Sixth Sunday of Easter, Gospel, Year B

Lori Cornell

THIS OLD HOUSE
John 15:9-17
Sixth Sunday of Easter
Analysis by Bruce K Modahl

[Jesus said:] 9“As the Father has loved me, so I have loved you; abide in my love. 10If you keep my commandments, you will abide in my love, just as I have kept my Father’s commandments and abide in his love. 11I have said these things to you so that my joy may be in you, and that your joy may be complete.
  12“This is my commandment, that you love one another as I have loved you. 13No one has greater love than this, to lay down one’s life for one’s friends. 14You are my friends if you do what I command you. 15I do not call you servants any longer, because the servant does not know what the master is doing; but I have called you friends, because I have made known to you everything that I have heard from my Father. 16You did not choose me but I chose you. And I appointed you to go and bear fruit, fruit that will last, so that the Father will give you whatever you ask him in my name. 17I am giving you these commands so that you may love one another.”

DIAGNOSIS: Falling Apart

Step 1: Initial Diagnosis (External Problem): Suspicion
Jesus is still with them at the dinner table and talking about love, but already this little band of brothers (and sisters?) is starting to fall apart. Judas left the table. They are looking over their shoulders, suspicious of one another with all this talk of betrayal and being with them only a little while longer. They are full of questions: Who is it? Where are you going? How can we know the way?
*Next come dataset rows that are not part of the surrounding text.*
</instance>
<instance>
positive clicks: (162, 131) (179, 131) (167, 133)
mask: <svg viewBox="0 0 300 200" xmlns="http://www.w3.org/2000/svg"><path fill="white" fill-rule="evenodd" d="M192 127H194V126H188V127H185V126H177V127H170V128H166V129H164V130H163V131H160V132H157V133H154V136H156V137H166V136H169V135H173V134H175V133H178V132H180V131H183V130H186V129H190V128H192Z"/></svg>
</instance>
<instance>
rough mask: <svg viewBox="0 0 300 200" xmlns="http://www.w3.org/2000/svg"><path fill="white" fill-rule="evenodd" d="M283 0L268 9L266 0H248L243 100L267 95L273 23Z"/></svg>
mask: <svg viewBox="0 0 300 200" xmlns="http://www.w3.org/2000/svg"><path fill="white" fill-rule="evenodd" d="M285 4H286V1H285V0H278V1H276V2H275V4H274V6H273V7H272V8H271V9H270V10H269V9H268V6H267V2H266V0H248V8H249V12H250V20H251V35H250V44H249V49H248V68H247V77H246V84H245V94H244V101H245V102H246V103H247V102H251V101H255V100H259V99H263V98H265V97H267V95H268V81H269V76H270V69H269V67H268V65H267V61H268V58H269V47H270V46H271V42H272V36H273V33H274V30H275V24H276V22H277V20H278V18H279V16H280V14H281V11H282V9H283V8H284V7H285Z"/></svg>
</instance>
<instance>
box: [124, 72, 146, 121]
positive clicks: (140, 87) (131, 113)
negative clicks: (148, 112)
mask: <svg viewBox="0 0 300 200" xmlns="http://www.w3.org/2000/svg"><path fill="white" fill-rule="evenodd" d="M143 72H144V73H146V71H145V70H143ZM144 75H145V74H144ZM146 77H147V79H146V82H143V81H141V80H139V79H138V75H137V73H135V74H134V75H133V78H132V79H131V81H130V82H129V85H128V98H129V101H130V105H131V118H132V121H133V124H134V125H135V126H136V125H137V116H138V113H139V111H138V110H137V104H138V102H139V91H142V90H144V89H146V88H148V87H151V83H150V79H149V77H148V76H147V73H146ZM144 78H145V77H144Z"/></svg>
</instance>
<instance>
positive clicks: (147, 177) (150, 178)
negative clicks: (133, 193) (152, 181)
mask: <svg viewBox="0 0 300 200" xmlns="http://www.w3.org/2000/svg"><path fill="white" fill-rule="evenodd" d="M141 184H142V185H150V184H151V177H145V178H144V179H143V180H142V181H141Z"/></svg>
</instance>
Will you show us the Father?

Step 2: Advanced Diagnosis (Internal Problem): Isolation
Behind the disciples’ suspicion is the conviction that the only person you can depend on is numero uno. Or as I have said under my breath on more than one occasion in parish ministry, “We are all in this… alone.” You have to start watching out for yourself because no one else is going to watch out for you, and the world is a dangerous place.

Step 3: Final Diagnosis (Eternal Problem): Abandoned
We hear it said, “You have to live with yourself.” In my experience I make very bad company when my only abiding place is myself. I cannot even call myself a friend. Abiding in myself alone, I am never quite alone. The accuser is present; it’s voice holds the floor. I occupy inadequate shelter, dilapidated housing, an abiding place under condemnation.

PROGNOSIS: New Digs

Step 4: Initial Prognosis (Eternal Solution): Befriended
Jesus calls me his friend and lays down his life for me. He joins me in my isolation, bringing me his company, even in the grave. What’s more, as the one who rises from the grave, in him I have an eternal abiding place.

Step 5: Advanced Prognosis (Internal Solution): Encircled
No one ever accused John the Evangelist of linear thinking. Jesus promises we will abide in his love if we obey his commandment. What is this commandment you ask: That we love one another. With circular logic his words mimic what God’s love does for us; it encircles us. God the Father dwells in the Son. The Son dwells in the Father. They abide in each other in the Spirit and draw us into this dwelling. God wraps us fore and aft with this mutual, indwelling love. God binds us from all sides with this love. God encircles us, our past and our future with the love of God. With that love God draws us to each other and together to God the Father and the Son in the Holy Spirit. What a remarkable dwelling God constructs around us, the sort of abiding place that incubates faith.

Step 6: Final Prognosis (External Solution): Sent Out
Jesus chose us, appointed and elected us to go and bear fruit, fruit that abides. I know the NRSV says “lasts” but don’t miss the connection with all the other times the Evangelist writes that little word elsewhere translated “abides.” Can there be any doubt what this abiding fruit is? It is love, Jesus’ kind of love. When Jesus knew “that the Father had given all things into his hands, and that he had come from God and was going to God,” he knelt to wash his disciples’ feet (13:3). When he knew everything was handed over to him, he turned to serve others. He died for his friends. He rose from the grave not to get even with his enemies but to turn his enemies into his chosen, appointed, and elected friends. Sent out with the power and authority to speak and do Jesus’ love, our joy is complete.